We compared the total spending (see Table 1, outlays) in Bush’s last budget in 2009 to Obama’s proposed spending plan for fiscal year 2013. The difference is 8.1 percent — not 20 percent. Eric Fehrnstrom, a Romney spokesman, said it’s only fair to compare Obama’s spending to Bush’s 2008 budget because the 2009 plan includes spending from Obama’s stimulus bill. But the stimulus was a fraction of the budget and its overall increase. The CBO attributed much of the increased spending in 2009 to three government programs: the stimulus, the Troubled Asset Relief Program and legislation to address the mortgage crisis, all three totaling $353 billion. TARP and the mortgage bailout were passed under Bush. The stimulus, according to the CBO, amounted to $108 billion in spending in 2009. Obama certainly increased spending in 2009. But that doesn’t make the budget his.
Deciphering the Debt
Romney states that “by the end of his term [Obama] will add nearly as much debt as all the previous presidents combined.” That’s true if one looks at the debt held by the public — the measure economists say is most relevant to the overall economy. But it’s an exaggeration if measured by the larger figure usually cited by Obama’s critics — the gross debt, including money the government owes to itself. Fehrnstrom, Romney’s spokesman, said the statement is referring to debt held by the public.
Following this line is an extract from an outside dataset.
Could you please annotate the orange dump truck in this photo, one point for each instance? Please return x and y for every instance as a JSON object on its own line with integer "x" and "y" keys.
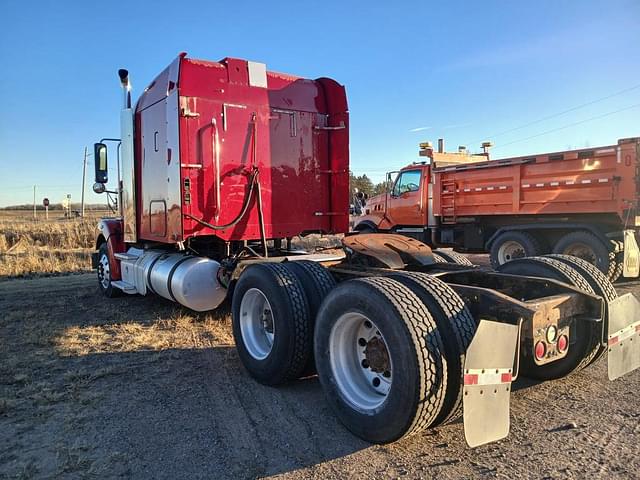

Using the Treasury Department’s handy “debt to the penny” website, the debt owed to the public on Obama’s first day in office stood at $6.3 trillion, which amounts to the debt all previous presidents added. The CBO’s baseline projections, which assume no changes in current law, estimate (see page 14) the number will reach approximately $11.2 trillion by the end of the fiscal year on Sept. 30, 2012 —an increase of 77 percent — with four more months remaining in Obama’s term. CBO projects the debt to increase further during fiscal year 2013.
The percentage increase is not so pronounced when we consider gross federal debt, which was $10.6 trillion on Obama’s first day. Using CBO’s baseline projections, the number will reach $16 trillion — an increase of 51 percent — by the end of fiscal year 2012.